Met het Boekenweekthema Rebellen en dwarsdenkers komen in je lezersbrein spontaan namen op als Multatuli, Jan Cremer, Gerard Reve of W.F. Hermans, buiten de landsgrenzen denk je aan schrijvers als Louis-Ferdinand Céline, Salman Rushdie en Michel Houellebecq. Een lijst met literaire lastpakken wier boeken veel overhoop haalden, is zonder veel moeite aan te vullen – iemand die waarschijnlijk onvermeld zal blijven, is Francis Scott Fitzgerald (1896-1940). We kennen hem vooral als de psychologisch fijnzinnige auteur van Tender is the Night en The Great Gatsby, maar dat de Amerikaan in die boeken ook een stevige scheut maatschappijkritiek gaf, zijn we meestal vergeten. Dat is jammer, want juist in deze tijd heeft zijn werk ons veel te zeggen.
Dat geldt zeker voor The Great Gatsby, de klassieker die nu door Toneelgroep Maastricht in het theater wordt gebracht. Het verhaal wordt verteld door Nick Carraway, een jongeman die van de Midwest naar New York verhuist om carrière te maken in de financiële sector. Met een gelukje komt hij terecht in de welgestelde wijk West Egg, in een villa naast die van de mysterieuze Jay Gatsby, die elke avond royale feesten voor de jetset geeft.
Carraway hoort er de wildste speculaties over deze Gatsby, wiens verleden uiterst schimmig is, in het bijzonder de herkomst van zijn rijkdom. De twee raken bevriend en al snel wordt Carraway een bemiddelaar in Gatsby’s queeste om zijn voormalige liefje Daisy, inmiddels getrouwd met Tom Buchanan, terug te winnen. Langzaam komen we te weten dat Gatsby vroeger arm was en daarom niet met de gefortuneerde Daisy kon trouwen. Zijn rijkdom heeft hij vergaard met illegale dranksmokkel – het boek speelt zich af tijdens de Amerikaanse drooglegging. De oplopende spanningen tussen Gatsby en zijn liefdesrivaal komen tot een tragisch hoogtepunt wanneer Daisy in Gatsby’s auto een vrouw doodrijdt en vluchtmisdrijf pleegt. Daarop fluistert Tom de echtgenoot van het slachtoffer in dat Gatsby aan het stuur zat, waarna de gebroken man wraak neemt door de vermeende dader in diens villa neer te schieten.
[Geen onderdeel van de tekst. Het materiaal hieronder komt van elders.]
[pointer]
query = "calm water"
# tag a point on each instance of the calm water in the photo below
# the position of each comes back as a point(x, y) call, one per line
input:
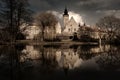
point(59, 62)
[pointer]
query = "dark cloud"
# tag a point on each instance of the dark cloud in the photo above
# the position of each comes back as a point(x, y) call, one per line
point(91, 10)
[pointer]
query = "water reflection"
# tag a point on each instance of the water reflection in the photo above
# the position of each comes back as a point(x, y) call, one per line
point(20, 61)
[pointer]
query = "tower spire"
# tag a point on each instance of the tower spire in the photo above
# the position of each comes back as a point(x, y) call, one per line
point(65, 11)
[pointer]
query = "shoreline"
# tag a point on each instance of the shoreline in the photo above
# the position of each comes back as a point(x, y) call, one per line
point(33, 42)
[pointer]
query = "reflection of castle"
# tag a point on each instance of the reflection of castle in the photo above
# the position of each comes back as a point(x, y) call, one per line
point(61, 57)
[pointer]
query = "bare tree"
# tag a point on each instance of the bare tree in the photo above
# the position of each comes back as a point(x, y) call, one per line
point(110, 24)
point(44, 20)
point(13, 14)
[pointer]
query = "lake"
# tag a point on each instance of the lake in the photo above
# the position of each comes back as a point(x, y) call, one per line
point(59, 62)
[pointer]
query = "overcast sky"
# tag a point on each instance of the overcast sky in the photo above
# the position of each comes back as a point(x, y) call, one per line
point(89, 10)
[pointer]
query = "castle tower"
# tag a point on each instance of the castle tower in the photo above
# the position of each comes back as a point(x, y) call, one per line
point(65, 17)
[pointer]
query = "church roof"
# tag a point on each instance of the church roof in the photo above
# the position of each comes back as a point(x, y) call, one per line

Een fatale liefdestragedie, zou je dan zeggen, maar het boek graaft dieper. Meer nog dan om de liefde draait het in The Great Gatsby immers om geld. Het universum van Jay Gatsby wordt uitvoerig beschreven: een villa met talloze bad-, kleed- en biljartkamers, waar de badkuipen van marmer zijn en de haarborstels van goud, en waar de kleerkasten honderden zijden hemden herbergen. In de tuin vinden feesten plaats waar de gasten zich ondanks de drooglegging tegoed doen aan de meest exquise cocktails en de nieuwste societyroddels uitwisselen. De opgevoerde rijkdom is zowel fascinerend als stuitend, dat is althans hoe ze wordt ervaren door Nick Carraway – en door Scott Fitzgerald zelf, die eenzelfde parcours van de Midwest naar de New Yorkse jetset aflegde.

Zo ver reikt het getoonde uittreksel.